Für ihr landwirtschaftliches Anwesen hatte die Klägerin bei der Beklagten eine Gebäudeversicherung unter Einschluss des Sturmschadenrisikos abgeschlossen. In der Nacht vom 27. auf den 28. Juli 2005 wurde ein Nebengebäude des Anwesens bei einem heftigen Gewittersturms beschädigt. In der Folge drangen Witterungsniederschläge in das Gebäude ein, sodass ein Schaden von mehr als 90.000 Euro entstand.
Am 28 Juli 2005 meldete die Klägerin den Schaden unbestritten telefonisch dem Versicherer, bei dem das Hauptgebäude versichert war. Dort wurde die Meldung jedoch als vorsorglich betrachtet, zumal in der Folgezeit keinerlei Ersatzansprüche geltend gemacht wurden. Für das von dem Sturmschaden betroffene Nebengebäude bestand jedoch bei dem Beklagten Versicherungsschutz. Dieser wurde von dem Makler des Klägers allerdings erst am 5. Mai 2006 schriftlich mit folgendem Hinweis über das Schadenereignis informiert: „Die Versicherungsnehmer hat den Schaden der Z. gemeldet, da hier das Hauptgebäude versichert ist. Deshalb wird der Schaden erst jetzt Ihnen gemeldet, da die VN längere Zeit erkrankt war.“
Die Versicherung lehnte nach Durchführung eines Ortstermins die Schadenregulierung ab und berief sich in erster Linie auf eine Verletzung der Anzeigepflicht.

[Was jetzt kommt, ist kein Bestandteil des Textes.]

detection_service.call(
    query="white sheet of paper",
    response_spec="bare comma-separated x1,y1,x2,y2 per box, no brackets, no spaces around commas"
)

Die Kölner Richter bestätigten die Auffassung und wiesen die Klage als unbegründet zurück. Nach Ansicht des Gerichts hat ein Versicherungsnehmer seinem Gebäudeversicherer einen Schaden unverzüglich anzuzeigen. Dabei gilt eine Anzeige noch als unverzüglich, wenn sie innerhalb von drei Tagen abgeschickt wird.
Vorliegend wurde der zuständige Versicherer erst mit zehnmonatiger Verspätung informiert. Eine derartige Verzögerung führt nach Überzeugung der Richter typischerweise dazu, dass Ursachen und Hergang des Schadenereignisses schwerer aufzuklären sind, als dieses bei zeitnaher Meldung möglich gewesen wäre. Die verspätete Meldung war daher dazu geeignet, die Interessen des Versicherers ernsthaft zu gefährden. Aus diesem Grunde durfte er sich zu Recht auf Leistungsfreiheit berufen.
Das Argument der Klägerin zieht nicht, den Schaden irrtümlich dem falschen Versicherer gemeldet zu haben. Denn angesichts des Schadenumfangs wäre sie bereits bei Schadeneintritt dazu verpflichtet gewesen, sich durch Einsicht in ihre Versicherungsunterlagen Gewissheit darüber zu verschaffen, bei wem das beschädigte Gebäude versichert ist. Das aber hatte sie trotz der Tatsache versäumt, dass ihr Versicherungsmakler nachweislich eigens einen Ordner mit den entsprechenden Unterlagen zur Verfügung gestellt hatte.
Die Klägerin hätte nach Auffassung der Richter spätestens reagieren müssen, als keine Rückmeldung durch den Versicherer des Hauptgebäudes erfolgte. Mehrere Monate abzuwarten und nichts zu unternehmen, entspricht gerade bei einem Sturmschaden nicht dem Verhalten eines ordentlichen Versicherungsnehmers.